How to Eat to Make the Most of Your Antioxidants

How to Eat to Make the Most of Your Antioxidants

Remember playing “hot-potato” as a kid?  Whether it was just a fast-paced game of catch or it was literally a steaming tuber being tossed around, speed and urgency are the name of the game.

The way your body deals with free radicals - the little, unstable molecules that can lead to inflammation if left unchecked - has to be fast too. Pick up that hot ember, quickly make a decision on who to pass it to, and then wait for when another one comes around to you. Even though your antioxidant system coordinates this at the tiniest scale, how well it works has big implications for your energy levels, healthy aging, and joint and heart health.

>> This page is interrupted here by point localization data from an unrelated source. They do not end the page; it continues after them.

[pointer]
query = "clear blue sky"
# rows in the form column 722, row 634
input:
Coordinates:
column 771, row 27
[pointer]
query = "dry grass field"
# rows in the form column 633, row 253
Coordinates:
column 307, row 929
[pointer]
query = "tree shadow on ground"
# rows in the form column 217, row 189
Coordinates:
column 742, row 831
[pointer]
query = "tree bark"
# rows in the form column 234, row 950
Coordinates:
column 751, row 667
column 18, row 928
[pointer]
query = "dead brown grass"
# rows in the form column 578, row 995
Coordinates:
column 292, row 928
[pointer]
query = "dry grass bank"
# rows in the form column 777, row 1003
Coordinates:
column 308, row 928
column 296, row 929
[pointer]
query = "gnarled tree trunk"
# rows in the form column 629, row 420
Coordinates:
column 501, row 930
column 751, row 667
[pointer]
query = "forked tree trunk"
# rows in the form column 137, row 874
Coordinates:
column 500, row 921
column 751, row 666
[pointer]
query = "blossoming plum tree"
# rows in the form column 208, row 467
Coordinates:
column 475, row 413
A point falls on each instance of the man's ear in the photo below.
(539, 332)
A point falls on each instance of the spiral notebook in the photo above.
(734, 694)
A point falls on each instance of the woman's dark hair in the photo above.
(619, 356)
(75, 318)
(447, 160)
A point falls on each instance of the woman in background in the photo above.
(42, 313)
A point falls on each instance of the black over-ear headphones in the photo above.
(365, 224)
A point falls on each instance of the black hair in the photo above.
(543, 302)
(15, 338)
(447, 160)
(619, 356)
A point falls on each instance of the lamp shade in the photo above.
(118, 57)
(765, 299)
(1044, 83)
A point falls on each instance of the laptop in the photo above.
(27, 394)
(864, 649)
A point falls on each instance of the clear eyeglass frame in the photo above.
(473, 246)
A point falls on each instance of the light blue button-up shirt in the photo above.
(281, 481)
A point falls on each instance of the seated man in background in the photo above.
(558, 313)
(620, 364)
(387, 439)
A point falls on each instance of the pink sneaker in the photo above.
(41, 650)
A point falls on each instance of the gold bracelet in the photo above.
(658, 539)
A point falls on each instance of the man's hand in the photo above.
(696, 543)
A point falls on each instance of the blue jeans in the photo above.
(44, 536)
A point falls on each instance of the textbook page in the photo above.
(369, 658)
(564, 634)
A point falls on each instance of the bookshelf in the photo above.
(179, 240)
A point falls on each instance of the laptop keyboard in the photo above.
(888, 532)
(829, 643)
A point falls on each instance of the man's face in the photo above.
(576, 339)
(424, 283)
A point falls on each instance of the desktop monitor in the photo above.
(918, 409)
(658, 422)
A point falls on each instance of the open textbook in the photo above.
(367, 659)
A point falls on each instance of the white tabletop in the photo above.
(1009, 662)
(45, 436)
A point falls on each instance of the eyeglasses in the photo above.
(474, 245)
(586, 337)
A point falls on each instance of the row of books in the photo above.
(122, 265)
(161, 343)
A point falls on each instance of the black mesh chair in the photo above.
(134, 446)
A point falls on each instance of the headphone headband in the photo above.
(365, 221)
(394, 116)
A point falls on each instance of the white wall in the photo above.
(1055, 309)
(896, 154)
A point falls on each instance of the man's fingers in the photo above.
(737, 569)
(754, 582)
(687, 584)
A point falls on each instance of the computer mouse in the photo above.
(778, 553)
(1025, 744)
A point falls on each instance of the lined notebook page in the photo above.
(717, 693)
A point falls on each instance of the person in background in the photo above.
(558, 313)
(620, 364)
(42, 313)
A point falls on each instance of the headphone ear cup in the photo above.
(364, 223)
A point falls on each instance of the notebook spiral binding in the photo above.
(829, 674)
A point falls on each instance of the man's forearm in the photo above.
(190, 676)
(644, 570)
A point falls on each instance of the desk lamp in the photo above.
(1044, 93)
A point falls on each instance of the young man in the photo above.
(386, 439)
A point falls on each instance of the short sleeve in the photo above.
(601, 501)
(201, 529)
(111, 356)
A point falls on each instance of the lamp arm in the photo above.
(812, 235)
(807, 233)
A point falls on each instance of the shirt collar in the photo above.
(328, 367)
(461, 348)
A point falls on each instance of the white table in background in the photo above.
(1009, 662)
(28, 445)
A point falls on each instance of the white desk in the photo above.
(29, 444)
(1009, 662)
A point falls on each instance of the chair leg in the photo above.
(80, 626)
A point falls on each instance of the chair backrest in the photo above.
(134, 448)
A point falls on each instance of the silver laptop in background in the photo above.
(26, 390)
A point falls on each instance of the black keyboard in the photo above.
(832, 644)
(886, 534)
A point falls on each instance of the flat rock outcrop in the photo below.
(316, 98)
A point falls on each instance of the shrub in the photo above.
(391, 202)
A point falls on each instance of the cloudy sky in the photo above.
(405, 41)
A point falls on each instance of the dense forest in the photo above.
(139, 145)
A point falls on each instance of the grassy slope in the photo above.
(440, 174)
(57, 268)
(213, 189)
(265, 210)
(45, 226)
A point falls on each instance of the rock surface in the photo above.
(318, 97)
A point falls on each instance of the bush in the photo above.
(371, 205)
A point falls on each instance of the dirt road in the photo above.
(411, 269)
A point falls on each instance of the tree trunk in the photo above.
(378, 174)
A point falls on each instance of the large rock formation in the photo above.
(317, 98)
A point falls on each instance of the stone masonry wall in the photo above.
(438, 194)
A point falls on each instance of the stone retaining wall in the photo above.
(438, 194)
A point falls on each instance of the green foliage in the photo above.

Your standard vitamins A, C, and E take care of the quick response.  Healthy glutathione levels provide the power to deal with the hot potato game of oxidative damage (check out our other posts if you want to learn more about glutathione - a hint: it might be your most important antioxidant, but you can’t supplement to get more). But what happens to your antioxidants in the process? 

Damaged glutathione and other antioxidants have to be recycled. In a sense, the troops have to be refreshed before they go back to keeping the peace with inflammation. If we were to play a full scale game of hot potato, with the potato being a free radical, there would be three classes of defenses to keep in mind: security, medics, and waste management.

Security and Communications: Selenium

Selenium is a part of selenocysteine. It’s a special amino acid that works in a protein to receive damaged glutathione and signal the rest of the peacekeepers to mount a defense. Higher selenium levels are linked to increased glutathione processing power, but that doesn’t mean everyone should just go and start supplementing with selenium!  Go too much over the recommended 400 micrograms per day and you’ll have some serious repercussions! Keep reading for the information you need to keep your selenium optimized.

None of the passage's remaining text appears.